I’ve been working with C++ a lot for my PhD, and part of my work involves writing performant C++ code which can be used across various processors. This is particularly true in robotics, where both memory and compute can be limited resources.

So how does one handle investigating potential memory leaks and CPU slowdowns? Turns out a lot of people have this problem and have built a host of tools to tackle this. Valgrind seems to be the most popular toolkit, but for the sake of cross-platform ease and reporting, I decided to go with Google’s Gperftools.

Installing Gperftools

Installation of Gperftools is actually quite easy if you’re on a Unix based system, like Linux or MacOS. We can simply use Homebrew:

brew install google-perftools graphviz ghostscript

We also install graphviz and ghostscript to help with report generation. This is something I really like about Gperftools since it allows me to visualize graphically what is happening under the hood, rather than pore over thousands of lines of logs or print statements.
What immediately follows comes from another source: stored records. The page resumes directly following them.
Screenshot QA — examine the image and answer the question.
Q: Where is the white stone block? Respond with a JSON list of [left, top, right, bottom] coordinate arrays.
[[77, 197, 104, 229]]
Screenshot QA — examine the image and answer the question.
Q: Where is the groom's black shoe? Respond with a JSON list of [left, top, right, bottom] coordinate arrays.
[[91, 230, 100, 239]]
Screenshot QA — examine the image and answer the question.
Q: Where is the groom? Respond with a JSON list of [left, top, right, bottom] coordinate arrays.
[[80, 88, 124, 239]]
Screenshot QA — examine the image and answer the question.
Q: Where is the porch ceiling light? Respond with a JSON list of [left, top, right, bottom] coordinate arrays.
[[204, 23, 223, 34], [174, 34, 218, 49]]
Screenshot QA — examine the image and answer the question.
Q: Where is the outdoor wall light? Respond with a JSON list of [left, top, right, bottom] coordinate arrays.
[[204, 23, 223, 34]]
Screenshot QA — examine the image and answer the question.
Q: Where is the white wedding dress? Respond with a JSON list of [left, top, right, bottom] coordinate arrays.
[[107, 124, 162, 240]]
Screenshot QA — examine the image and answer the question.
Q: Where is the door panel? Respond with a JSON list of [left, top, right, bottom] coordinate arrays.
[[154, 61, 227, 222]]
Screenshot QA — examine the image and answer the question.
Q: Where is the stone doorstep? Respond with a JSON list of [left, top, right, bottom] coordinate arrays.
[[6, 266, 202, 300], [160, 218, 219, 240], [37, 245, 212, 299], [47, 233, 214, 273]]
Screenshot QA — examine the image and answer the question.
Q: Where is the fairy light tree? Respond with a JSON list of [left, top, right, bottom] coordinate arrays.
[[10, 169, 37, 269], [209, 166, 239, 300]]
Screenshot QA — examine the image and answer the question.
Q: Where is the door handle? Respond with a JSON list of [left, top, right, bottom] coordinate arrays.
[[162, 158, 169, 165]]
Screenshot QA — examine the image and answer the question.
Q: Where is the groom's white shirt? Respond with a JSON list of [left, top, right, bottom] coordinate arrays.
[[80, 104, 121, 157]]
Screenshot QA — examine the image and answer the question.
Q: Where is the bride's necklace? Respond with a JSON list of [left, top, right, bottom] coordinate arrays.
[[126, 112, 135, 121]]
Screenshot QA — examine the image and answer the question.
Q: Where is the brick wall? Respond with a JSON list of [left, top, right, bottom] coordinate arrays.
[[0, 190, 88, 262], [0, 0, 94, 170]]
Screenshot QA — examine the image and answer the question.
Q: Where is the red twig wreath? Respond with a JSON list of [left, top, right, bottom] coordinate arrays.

For Debian systems, you could also use apt, but I like using brew for various reasons, particularly cross-platform scripting.

Linking with CMake

Since any non-trivial C++ program would use a build system and I prefer using CMake, it is imperative to show how to link Gperftools via CMake.

Within the CMakeLists.txt file, we first need to find the required library. Gperftools has two main libraries for heap and CPU profiling that need to be linked:

find_library(GPERFTOOLS_TCMALLOC NAMES tcmalloc)
find_library(GPERFTOOLS_PROFILER NAMES profiler)

NOTE: You can provide HINTS to the find_library function to point it to the path where the libraries are located.

Once the system finds them, it is then just a simple matter of linking them (the CMake version of -l<library>):

target_link_libraries(${PROJECT_NAME} ${GPERFTOOLS_TCMALLOC} ${GPERFTOOLS_PROFILER})

pprof Setup

This is where I found things a bit difficult. pprof is now developed using golang, so it required me to install Go so I could install pprof with

go install github.com/google/pprof@latest

Even with the new development process, some features and options of pprof didn’t seem to work for me. More on that when we show how to use it.

Profiling

This is the easy part! Linking the above libraries causes the executable to have the necessary information, but the design of Gperftools is such that it won’t actually log any profiling data unless we set some environment variables.

This is great desgin since you can have your executables always linked to the libraries for no extra penalty in performance. However, if you are using your system in production, it is advised to not link the libraries in case the environment variables are accidentally set.

For our use case, we can set the environment variables and call the executable as:

CPUPROFILE=./<cpuprof-dir>/cpuprof HEAPPROFILE=./<heapprof-dir>/heapprof ./<executable>

Here CPUPROFILE tells Gperftools where to store the CPU profiler data (in this case <cpuprof-dir>) with the filename pattern as cpuprof. Similarly, HEAPPROFILE tells it where to store the heap profiling data with the filename pattern heapprof (e.g. ./<heapprof-dir>/heapprof.0001.heap).

The above command will run the executable and Gperftools will do what is needed to collect the necessary information.

Analyzing Profiles

For me, the easiest way to analyze the profiler information has been to render it as a PDF. This can be easily achieved with

pprof -pdf <executable> <cpuprof-dir>/cpuprof  > cpuprof.pdf
pprof -pdf <executable> <heapprof-dir>/heapprof.0001.heap  > heapprof.0001.pdf

And there you have it! You can now open those PDF files and view the nice graphical representation of all the function calls, the call frequency, memory usage, etc.

Some things to be wary of though, I initially had some difficulty with pprof:

  • Everything other than the golang version would not work, or would throw random errors.
  • Passing the flag for PNG files -png instead of -pdf refused to work. This could be a missing library but I couldn’t find anything online, and PDF rendering worked great, so c’est la vie.
  • On newer MacOS systems, you’ll probably get a ton of errors thrown at you from a tool called otool-classic. This is a red herring, since the PDF will still render, and the errors stem from Apple’s new approach to packaging libraries as text-based-descriptions or TBDs instead of having multiple copies of the .dylib files.

Conclusion

I hope this guide has been useful. I primarily have written it as a reference for my future self to inevitably come back to, and not spend a whole weekend figuring out stuff. This way I can focus on analyzing the performance of my code rather than having to deal with system incompatibilities.

On a positive note, I managed to figure out an issue in my code which was causing the heap to blow up to > 40 GB. Now my code takes a modest 9 MB to run (~10,000x improvement!), so a big win for profiling.